Filme francês reúne a luta contra a homofobia com o empoderamento através da arte.
Por Letícia Dauer.
Um jovem ruivo de olhos claros com traços femininos se analisa em frente ao espelho, penteia as sobrancelhas com uma pequena escova e dá um suspiro, antes de fazer um breve alongamento. Com o peso de uma vida nas costas, Martin Clement (Finnegan Oldfield), nascido Marvin Bijou, parece se preparar para correr uma maratona e realmente está. Em um teatro lotado, ele apresenta um monólogo sobre sua difícil e sofrida infância.
Marvin, o novo filme de Anne Fontaine - que também dirigiu Coco antes de Chanel - discute as nuances da homofobia a partir da história do pequeno Marvin, criado dentro de uma conservadora comunidade no interior da França. A narrativa não é cronológica e linear, por isso é construída alternando períodos da infância e da juventude do protagonista, quando estudava em um conservatório de teatro.
No decorrer da infância, Marvin sofreu múltiplas violências por diferentes instituições. Tanto na escola quanto em casa, sentia-se como um verdadeiro forasteiro e fugitivo. No ambiente escolar, já era rotina ser perseguido e agredido por colegas por mais que tentasse ser invisível. Enquanto no seio familiar, nunca encontrou de fato um lar. Os pais negligenciavam, ou talvez apenas ignorassem por vergonha e ignorância, a homofobia que o filho sofria.
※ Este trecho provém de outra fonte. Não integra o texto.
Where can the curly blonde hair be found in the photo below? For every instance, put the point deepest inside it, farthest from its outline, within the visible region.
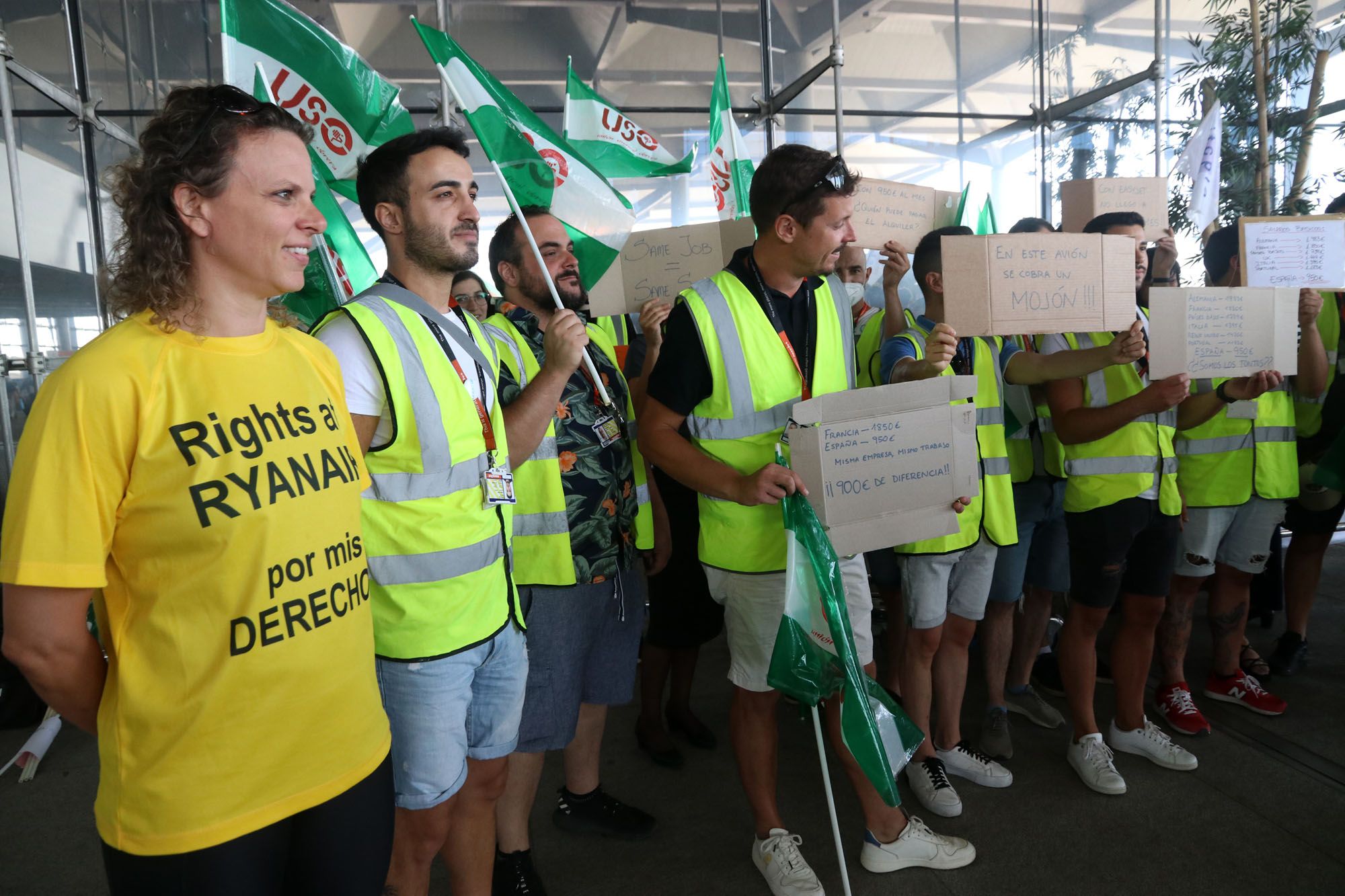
(151, 261)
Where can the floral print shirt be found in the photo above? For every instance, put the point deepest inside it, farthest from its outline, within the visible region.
(599, 482)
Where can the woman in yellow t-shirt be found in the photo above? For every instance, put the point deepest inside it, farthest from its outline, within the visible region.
(194, 471)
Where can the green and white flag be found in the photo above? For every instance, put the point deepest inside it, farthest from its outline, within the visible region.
(731, 166)
(315, 77)
(540, 166)
(609, 139)
(346, 270)
(814, 653)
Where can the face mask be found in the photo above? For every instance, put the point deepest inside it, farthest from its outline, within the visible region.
(856, 292)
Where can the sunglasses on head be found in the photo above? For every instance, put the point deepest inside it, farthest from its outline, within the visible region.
(835, 178)
(224, 97)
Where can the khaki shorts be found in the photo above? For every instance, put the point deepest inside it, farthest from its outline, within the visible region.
(754, 604)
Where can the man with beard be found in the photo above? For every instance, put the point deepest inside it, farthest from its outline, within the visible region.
(584, 516)
(422, 380)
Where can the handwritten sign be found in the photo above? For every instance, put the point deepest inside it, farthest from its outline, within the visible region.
(1223, 331)
(884, 464)
(1082, 201)
(660, 264)
(1039, 283)
(1307, 251)
(888, 210)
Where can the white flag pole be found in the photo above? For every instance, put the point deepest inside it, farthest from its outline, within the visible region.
(832, 802)
(532, 243)
(319, 240)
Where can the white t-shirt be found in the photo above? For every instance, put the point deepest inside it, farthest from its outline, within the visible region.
(365, 385)
(1056, 342)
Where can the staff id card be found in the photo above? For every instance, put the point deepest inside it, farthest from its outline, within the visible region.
(498, 487)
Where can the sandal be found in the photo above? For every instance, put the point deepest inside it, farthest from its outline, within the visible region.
(1254, 663)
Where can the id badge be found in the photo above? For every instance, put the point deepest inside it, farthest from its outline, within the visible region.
(607, 430)
(498, 487)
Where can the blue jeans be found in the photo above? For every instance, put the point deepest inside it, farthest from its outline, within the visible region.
(447, 710)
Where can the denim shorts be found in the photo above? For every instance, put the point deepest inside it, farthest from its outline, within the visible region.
(583, 646)
(934, 585)
(1042, 556)
(1237, 537)
(447, 710)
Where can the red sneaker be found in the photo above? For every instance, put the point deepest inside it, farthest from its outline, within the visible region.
(1179, 709)
(1246, 690)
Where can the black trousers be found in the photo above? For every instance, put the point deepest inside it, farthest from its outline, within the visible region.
(340, 848)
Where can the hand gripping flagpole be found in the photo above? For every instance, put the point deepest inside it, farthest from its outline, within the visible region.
(832, 802)
(532, 244)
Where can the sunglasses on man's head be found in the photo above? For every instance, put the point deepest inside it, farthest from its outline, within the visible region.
(835, 178)
(224, 97)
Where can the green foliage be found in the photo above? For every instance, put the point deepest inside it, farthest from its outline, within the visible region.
(1226, 56)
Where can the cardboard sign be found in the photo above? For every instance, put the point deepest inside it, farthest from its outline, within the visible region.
(660, 264)
(1039, 283)
(884, 464)
(1222, 331)
(888, 210)
(1300, 252)
(1082, 201)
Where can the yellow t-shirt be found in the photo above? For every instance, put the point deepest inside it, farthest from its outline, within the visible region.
(210, 487)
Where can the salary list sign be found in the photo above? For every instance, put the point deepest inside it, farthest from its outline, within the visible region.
(660, 264)
(1039, 283)
(1300, 252)
(1082, 201)
(1223, 331)
(883, 466)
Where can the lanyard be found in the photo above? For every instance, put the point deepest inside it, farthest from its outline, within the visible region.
(488, 428)
(779, 327)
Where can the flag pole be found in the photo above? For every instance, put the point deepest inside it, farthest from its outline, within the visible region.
(532, 244)
(832, 802)
(319, 240)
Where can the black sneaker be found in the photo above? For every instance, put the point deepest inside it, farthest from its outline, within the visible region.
(1046, 676)
(602, 814)
(1291, 654)
(516, 876)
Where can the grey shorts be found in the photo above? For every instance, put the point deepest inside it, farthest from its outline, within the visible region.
(1237, 537)
(583, 645)
(935, 585)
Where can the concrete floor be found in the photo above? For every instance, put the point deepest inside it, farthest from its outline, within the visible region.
(1264, 814)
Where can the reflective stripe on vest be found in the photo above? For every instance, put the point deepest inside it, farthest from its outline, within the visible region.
(1226, 460)
(751, 368)
(436, 556)
(992, 512)
(1122, 464)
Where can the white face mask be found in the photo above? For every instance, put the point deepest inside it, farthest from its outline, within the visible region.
(856, 292)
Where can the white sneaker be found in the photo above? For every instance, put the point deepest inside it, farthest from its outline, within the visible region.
(1091, 759)
(1153, 744)
(918, 846)
(930, 782)
(968, 762)
(782, 864)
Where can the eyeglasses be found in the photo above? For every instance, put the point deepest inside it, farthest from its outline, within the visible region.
(224, 97)
(835, 178)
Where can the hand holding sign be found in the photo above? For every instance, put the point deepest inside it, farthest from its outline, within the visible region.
(1309, 306)
(941, 346)
(896, 263)
(1129, 345)
(1167, 393)
(1254, 386)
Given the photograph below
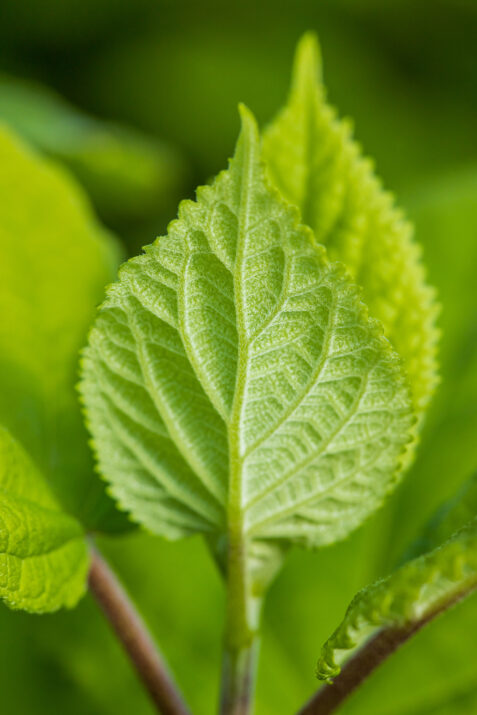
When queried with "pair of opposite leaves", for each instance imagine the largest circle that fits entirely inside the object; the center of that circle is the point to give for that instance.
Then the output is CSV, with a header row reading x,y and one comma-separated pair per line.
x,y
234,380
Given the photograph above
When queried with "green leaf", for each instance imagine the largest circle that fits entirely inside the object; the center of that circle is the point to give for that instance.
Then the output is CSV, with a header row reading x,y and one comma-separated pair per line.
x,y
316,164
412,594
55,261
43,554
233,378
127,174
452,515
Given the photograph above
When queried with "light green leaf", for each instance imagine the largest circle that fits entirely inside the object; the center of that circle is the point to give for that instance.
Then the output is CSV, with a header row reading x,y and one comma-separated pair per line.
x,y
452,515
316,164
43,554
412,594
128,175
233,378
55,261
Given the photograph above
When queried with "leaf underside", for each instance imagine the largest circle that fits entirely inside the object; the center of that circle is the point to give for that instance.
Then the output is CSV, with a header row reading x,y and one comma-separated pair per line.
x,y
43,554
318,167
233,372
418,589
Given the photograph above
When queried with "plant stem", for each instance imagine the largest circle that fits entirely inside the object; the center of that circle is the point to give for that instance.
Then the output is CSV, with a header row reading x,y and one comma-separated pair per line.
x,y
329,697
241,633
238,680
134,636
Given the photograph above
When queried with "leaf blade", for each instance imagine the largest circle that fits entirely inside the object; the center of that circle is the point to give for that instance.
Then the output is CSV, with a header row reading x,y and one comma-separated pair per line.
x,y
55,263
317,165
185,319
43,554
413,594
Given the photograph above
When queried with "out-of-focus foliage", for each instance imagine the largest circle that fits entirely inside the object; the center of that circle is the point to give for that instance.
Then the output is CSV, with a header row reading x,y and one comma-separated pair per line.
x,y
55,260
43,555
128,176
405,70
419,589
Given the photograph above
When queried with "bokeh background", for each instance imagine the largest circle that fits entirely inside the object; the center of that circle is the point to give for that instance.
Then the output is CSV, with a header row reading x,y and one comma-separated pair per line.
x,y
145,109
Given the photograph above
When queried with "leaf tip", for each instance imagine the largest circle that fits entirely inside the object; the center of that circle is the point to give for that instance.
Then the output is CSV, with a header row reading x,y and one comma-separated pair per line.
x,y
307,64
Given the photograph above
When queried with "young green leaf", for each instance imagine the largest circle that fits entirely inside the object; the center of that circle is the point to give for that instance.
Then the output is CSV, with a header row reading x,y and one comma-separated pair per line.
x,y
55,261
316,164
234,381
406,599
43,554
452,515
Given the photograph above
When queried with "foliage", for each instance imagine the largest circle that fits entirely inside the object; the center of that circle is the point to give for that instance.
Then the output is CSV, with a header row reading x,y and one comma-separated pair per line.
x,y
44,445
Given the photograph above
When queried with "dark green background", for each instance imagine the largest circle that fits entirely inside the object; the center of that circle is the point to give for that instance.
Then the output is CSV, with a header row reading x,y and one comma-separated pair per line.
x,y
407,73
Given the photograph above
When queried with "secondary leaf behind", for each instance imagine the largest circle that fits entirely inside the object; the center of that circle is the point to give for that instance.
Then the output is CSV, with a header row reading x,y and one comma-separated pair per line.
x,y
318,167
54,263
43,554
234,380
412,593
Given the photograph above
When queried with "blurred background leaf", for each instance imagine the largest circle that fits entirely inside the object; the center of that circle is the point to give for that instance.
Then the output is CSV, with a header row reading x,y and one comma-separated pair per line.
x,y
406,72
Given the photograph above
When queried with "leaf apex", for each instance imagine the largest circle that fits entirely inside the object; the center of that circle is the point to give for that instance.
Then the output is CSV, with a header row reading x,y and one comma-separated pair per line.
x,y
307,66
O pai Dany (Grégory Gadebois), no longa metragem, representa o desejo de seguir a norma, nesse caso a heteronormatividade, e banir aquele que é considerado diferente como o filho. A completa solidão e falta de identificação com o meio em que vive induzem Marvin a tentar se normatizar; ele até se relaciona com uma garota durante a puberdade. Como Marvin tem traços e comportamentos julgados femininos, ele também tenta performar a masculinidade para ser aceito pela comunidade.
Na sociedade patriarcal, a masculinidade é inerente a violência que é uma demonstração de poder, por isso mesmo sendo vítima de violência, Marvin passa a reproduzi-la em menor escala contra outra minoria, as mulheres. Apresentando um comportamento bruto, por exemplo, há uma cena em que Marvin, enquanto bebe cerveja, xinga uma vizinha de “gorda” e “vagabunda” por reclamar da algazarra que ele e os amigos estão fazendo em frente a sua casa.
Durante o processo de aceitação de sua orientação sexual, o teatro é o grande instrumento usado para externar seu sofrimento e para se redescobrir. Essa jornada só é possível com a ajuda de três mentores: a diretora do ensino médio Madeleine Clément (Catherine Mouchet) que lhe apresenta o teatro, o artista homossexual Abel Pinto (Vincent Macaigne) que é modelo e inspiração e a atriz Isabelle Huppert e lhe ajuda a concretizar a peça.
O roteiro de Pierre Trividic e Anne Fontaine explora com êxito as dificuldades em se desconstruir a homofobia e a intersecção com outras opressões. Apesar da família de Marvin viver sob uma cultura conservadora e ignorante, o enredo não peca pelo viés naturalista e apresenta certo otimismo. Dany, no final, consegue reconhecer a identidade do filho e chega a questioná-lo se um dia irá se casar.